One of the aspects of the publishing industry that I find most appealing is the fact that there is very little rivalry between authors. Being a published author in itself is a little like being presented with honorary membership to an exclusive club, and there is nothing I like better than the cozy sense of unity that interacting with other authors provides me. I consider myself extremely fortunate to be acquainted with a large number of writers—including novelists, non-fiction writers, columnists, journalists, short-story writers and poets—and I can state with all honesty that I have never (yet) met a writer I didn’t like.
One of the most charming authors I have the pleasure of being acquainted with is Mayumi Ishihara. Ms. Ishihara is an extremely talented author with a string of best-selling books to her name (I found 39 listed on amazon.co.jp,) and her contribution to English learning in Japan is great. I first met Ms.
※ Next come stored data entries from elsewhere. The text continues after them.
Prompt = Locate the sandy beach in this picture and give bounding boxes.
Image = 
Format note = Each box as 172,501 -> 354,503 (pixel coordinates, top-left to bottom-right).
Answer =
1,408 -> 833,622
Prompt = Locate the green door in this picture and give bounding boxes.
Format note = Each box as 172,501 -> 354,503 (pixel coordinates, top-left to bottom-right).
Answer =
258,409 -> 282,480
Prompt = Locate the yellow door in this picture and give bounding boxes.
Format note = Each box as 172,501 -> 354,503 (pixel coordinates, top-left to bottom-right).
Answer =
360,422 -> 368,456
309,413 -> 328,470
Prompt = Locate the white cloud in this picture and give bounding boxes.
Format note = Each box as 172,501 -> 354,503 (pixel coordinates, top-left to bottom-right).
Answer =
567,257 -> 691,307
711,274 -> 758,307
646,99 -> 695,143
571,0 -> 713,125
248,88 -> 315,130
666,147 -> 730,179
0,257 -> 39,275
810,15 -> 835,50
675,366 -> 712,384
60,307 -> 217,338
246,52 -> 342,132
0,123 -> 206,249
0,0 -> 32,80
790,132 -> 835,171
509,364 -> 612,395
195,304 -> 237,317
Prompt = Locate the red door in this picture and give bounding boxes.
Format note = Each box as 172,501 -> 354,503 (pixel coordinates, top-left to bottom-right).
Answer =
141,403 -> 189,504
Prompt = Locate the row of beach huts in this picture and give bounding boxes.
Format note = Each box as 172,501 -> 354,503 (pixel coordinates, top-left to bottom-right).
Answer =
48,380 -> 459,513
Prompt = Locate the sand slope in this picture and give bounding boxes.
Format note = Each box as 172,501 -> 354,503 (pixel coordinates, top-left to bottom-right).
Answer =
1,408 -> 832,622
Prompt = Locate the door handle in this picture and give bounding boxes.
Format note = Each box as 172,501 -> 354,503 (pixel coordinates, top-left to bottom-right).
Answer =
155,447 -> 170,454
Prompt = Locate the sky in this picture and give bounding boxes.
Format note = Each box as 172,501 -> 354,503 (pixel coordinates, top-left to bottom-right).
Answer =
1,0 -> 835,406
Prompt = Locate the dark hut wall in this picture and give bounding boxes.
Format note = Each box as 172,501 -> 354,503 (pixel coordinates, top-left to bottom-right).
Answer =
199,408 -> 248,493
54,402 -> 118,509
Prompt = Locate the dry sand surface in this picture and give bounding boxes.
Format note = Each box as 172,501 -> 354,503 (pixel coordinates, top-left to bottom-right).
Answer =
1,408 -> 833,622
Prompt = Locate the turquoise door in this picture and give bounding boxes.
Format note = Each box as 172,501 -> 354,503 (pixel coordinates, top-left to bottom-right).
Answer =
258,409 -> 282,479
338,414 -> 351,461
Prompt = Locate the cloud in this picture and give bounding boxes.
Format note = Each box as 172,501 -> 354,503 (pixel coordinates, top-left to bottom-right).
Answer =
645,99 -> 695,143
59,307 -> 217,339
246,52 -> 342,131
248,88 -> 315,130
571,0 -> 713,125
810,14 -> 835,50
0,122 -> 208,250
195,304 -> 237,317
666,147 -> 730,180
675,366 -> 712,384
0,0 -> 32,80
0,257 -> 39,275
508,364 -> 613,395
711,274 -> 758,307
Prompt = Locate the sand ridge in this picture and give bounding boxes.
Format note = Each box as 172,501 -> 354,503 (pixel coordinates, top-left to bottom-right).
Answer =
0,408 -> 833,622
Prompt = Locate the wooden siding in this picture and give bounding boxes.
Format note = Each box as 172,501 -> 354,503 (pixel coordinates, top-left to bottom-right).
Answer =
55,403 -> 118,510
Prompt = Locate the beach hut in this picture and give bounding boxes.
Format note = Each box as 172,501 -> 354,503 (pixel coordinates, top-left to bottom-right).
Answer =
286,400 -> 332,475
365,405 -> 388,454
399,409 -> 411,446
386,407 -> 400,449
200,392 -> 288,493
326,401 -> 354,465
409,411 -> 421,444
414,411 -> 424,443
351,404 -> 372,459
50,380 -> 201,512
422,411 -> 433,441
Ishihara on Twitter, and I was immediately impressed by the friendly way in which she responds to all of her followers and fans. I also discovered through our acquaintance that we have a couple of things in common in addition to the obvious points of us both living in Japan and both publishing books of a similar genre. The first of these is that we both have regular columns in the Asahi Weekly newspaper. Ms. Ishihara’s column is called [Dear Diary] (Japanese title: 今日から始める英文日記,) and it provides both advice and encouragement to Japanese people for practicing the English they have learned via the medium of keeping a diary. And, the second is…
We both published books on using Twitter as a tool for practicing English within a couple of weeks of each other.
Ms. Ishihara’s book is entitled [Twitterで英語をつぶやいてみる] (Unofficial translation: Tweeting in English on Twitter.) Whereas my (and my co-author’s) book is little more than a large number of sample sentences that readers can use for reference purposes, [Twitterで英語をつぶやいてみる] examines the subject to a much greater depth and is the perfect book for anyone thinking of starting up a Twitter account no matter what their level of English may be. The book starts with detailed and easy-to-understand explanations on how to sign up to Twitter and how to operate the various functions available, and then moves onto extremely valuable advice on how to write concise, informative and even humorous tweets. It also contains a large number of sample tweets covering everything from normal greetings through to explaining Japanese customs. In other words, it contains everything that a non-native speaker wishing to tweet in English on Twitter could possibly need.
Ms. Ishihara is also the founder of the hashtag #Twinglish and introduces it in the book. This hashtag—an incorporation of Tweet and English—is designed to bring Japanese English tweeters together so that they can interact and help each other on Twitter, and from the large number of #Twinglish tweets that enter my timeline, the concept is obviously extremely popular and currently in the process of catching on even further.
All in all, [Twitterで英語をつぶやいてみる] is probably the best book on the market for people wishing to get the most out of their Twitter experience, and I can thoroughly recommend it.
Oh, and one last thing. The book has the added attraction of containing a large number of photographs of Ms. Ishihara herself. (P.S. I like the one on the back cover the best; I’m a sucker for ladies wearing glasses.)